Level of Access Assigned by Author

Open-Access Thesis

Degree Name

Doctor of Philosophy (PhD)

Department

Biological Engineering

Advisor

Carol Bult

Second Committee Member

Rosemary Smith

Third Committee Member

Susie Airhart

Additional Committee Members

Joel Graber

Matthew Hibbs

Abstract

Patient‐derived xenografts (PDXs) generated by implanting human tumor tissue into a transplant compliant mouse host have been of increasingly importance to preclinical development and have been demonstrated to have advantages compared to cancer cell lines and cell‐line xenografts (CLX) for modeling therapeutic responses in cancer. Nevertheless, many open questions remain regarding the relationship between study design factors and classification of treatment response and the molecular fidelity of tumors passaged in PDXs relative to the original patient tumor(s). The research described in this dissertation addresses both of these significant issues related to the use of PDXs as a tool for modeling human cancer therapy response. This work investigated how study design factors (enrollment criteria, group size, study duration) and data analysis method influenced treatment responses in PDXs. Each of the methods evaluated consistently classified responsiveness which suggests it is feasible to ii combine response data across studies that apply different methods assuming consistent response value thresholds have been used. The results demonstrated that a cohort size of three is sufficient for identifying the four highly responsive and nine highly non‐responsive cisplatin treated tumors, suggesting that the use of a low cohort size to screen for chemotherapies that have a high degree of activity or models that are highly responsive is possible.

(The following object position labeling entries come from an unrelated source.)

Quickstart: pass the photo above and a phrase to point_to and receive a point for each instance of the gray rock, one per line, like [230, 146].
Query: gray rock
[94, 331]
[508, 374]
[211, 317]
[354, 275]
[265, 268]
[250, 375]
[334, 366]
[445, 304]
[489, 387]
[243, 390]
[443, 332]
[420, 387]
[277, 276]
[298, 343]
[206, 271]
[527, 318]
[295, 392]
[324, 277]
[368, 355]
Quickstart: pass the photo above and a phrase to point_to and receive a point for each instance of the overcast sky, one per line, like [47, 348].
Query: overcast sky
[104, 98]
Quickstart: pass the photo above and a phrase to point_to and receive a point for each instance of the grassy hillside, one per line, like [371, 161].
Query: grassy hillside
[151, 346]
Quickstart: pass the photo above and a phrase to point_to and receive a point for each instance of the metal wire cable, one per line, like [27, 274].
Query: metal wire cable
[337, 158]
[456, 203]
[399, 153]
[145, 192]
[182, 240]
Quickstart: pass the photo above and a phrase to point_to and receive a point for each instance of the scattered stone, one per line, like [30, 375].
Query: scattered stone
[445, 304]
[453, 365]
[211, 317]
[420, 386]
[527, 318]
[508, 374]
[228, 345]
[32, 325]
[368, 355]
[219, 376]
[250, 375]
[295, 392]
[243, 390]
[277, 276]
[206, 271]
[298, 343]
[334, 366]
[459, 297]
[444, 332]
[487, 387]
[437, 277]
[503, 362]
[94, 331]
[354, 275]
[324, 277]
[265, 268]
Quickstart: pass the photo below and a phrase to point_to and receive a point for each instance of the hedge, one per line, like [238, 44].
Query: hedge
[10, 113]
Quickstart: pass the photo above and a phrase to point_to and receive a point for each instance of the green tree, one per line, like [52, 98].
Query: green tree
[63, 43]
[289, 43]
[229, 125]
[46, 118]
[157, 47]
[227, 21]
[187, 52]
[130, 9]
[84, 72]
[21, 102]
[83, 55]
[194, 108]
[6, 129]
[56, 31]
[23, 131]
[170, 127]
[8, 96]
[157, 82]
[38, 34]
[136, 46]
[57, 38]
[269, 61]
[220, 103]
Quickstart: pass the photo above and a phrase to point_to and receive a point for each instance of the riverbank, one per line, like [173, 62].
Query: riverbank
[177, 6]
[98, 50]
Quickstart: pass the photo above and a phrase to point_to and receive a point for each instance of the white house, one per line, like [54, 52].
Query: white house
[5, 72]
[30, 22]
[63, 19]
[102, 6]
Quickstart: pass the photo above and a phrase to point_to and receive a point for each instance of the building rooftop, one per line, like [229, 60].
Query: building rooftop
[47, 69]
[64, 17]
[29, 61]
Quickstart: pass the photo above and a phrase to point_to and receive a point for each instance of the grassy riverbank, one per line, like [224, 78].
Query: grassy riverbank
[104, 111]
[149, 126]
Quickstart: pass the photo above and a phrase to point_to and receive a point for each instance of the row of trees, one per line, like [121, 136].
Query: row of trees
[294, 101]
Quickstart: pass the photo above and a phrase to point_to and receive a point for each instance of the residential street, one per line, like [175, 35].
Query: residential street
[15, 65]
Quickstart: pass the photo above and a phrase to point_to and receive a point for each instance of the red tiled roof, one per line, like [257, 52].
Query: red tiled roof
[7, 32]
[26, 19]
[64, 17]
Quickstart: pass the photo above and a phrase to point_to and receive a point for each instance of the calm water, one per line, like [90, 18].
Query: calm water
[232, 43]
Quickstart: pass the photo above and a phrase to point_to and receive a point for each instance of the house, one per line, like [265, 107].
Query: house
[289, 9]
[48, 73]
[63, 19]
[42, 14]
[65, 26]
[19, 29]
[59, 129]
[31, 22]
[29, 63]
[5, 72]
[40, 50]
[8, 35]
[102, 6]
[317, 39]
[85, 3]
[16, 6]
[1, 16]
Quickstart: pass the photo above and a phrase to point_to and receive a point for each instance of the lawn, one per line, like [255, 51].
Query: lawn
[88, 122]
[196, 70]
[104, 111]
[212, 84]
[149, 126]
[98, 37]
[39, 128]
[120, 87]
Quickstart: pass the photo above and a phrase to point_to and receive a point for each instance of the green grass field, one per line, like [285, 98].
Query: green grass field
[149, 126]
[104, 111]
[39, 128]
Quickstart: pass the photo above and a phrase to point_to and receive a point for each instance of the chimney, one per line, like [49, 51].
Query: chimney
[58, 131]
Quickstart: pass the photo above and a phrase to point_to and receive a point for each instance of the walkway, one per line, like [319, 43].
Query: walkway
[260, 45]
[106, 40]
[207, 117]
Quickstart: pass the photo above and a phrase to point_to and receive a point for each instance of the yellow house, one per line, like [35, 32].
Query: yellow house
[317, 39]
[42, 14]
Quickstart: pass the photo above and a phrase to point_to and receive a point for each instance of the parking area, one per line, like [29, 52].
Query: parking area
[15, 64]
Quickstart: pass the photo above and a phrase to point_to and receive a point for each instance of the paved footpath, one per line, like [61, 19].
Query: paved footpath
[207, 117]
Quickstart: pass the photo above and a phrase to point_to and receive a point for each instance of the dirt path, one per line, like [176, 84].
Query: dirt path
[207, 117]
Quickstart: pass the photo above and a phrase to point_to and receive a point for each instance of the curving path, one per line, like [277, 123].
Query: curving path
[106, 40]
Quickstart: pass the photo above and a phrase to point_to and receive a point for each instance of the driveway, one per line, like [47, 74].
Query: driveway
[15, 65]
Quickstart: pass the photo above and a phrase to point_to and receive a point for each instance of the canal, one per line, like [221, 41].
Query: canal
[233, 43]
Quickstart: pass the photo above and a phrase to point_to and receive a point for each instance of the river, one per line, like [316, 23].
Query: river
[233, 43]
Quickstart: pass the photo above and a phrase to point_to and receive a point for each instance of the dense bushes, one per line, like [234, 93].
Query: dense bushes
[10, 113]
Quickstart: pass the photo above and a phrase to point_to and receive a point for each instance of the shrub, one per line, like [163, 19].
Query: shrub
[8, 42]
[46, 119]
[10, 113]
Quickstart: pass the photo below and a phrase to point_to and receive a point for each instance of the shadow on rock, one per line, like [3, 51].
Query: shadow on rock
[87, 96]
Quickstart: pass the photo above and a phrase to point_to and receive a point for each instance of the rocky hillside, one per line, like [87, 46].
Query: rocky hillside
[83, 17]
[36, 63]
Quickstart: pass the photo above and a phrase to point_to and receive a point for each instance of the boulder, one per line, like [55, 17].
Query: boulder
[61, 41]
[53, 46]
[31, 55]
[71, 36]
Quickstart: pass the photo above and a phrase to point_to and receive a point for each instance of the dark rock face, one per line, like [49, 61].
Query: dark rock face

Mutational and expression profiles of engrafted tumors were compared with the original patient tumors and demonstrated that the molecular fidelity of PT and passaged tumors is high at a global level; the majority of variants with known clinical significance are preserved between PT and PDX tumors. However, individual markers are not invariably concordant and in some cases the molecular discrepancies observed between PDX and PT occurred in variants that are clinically relevant to either disease prognosis or to selection of therapy. Confirming the mutation status of donor tumors used to establish testing cohorts should be routine practice when PDXs are used as models for modeling treatment responses of individual patients.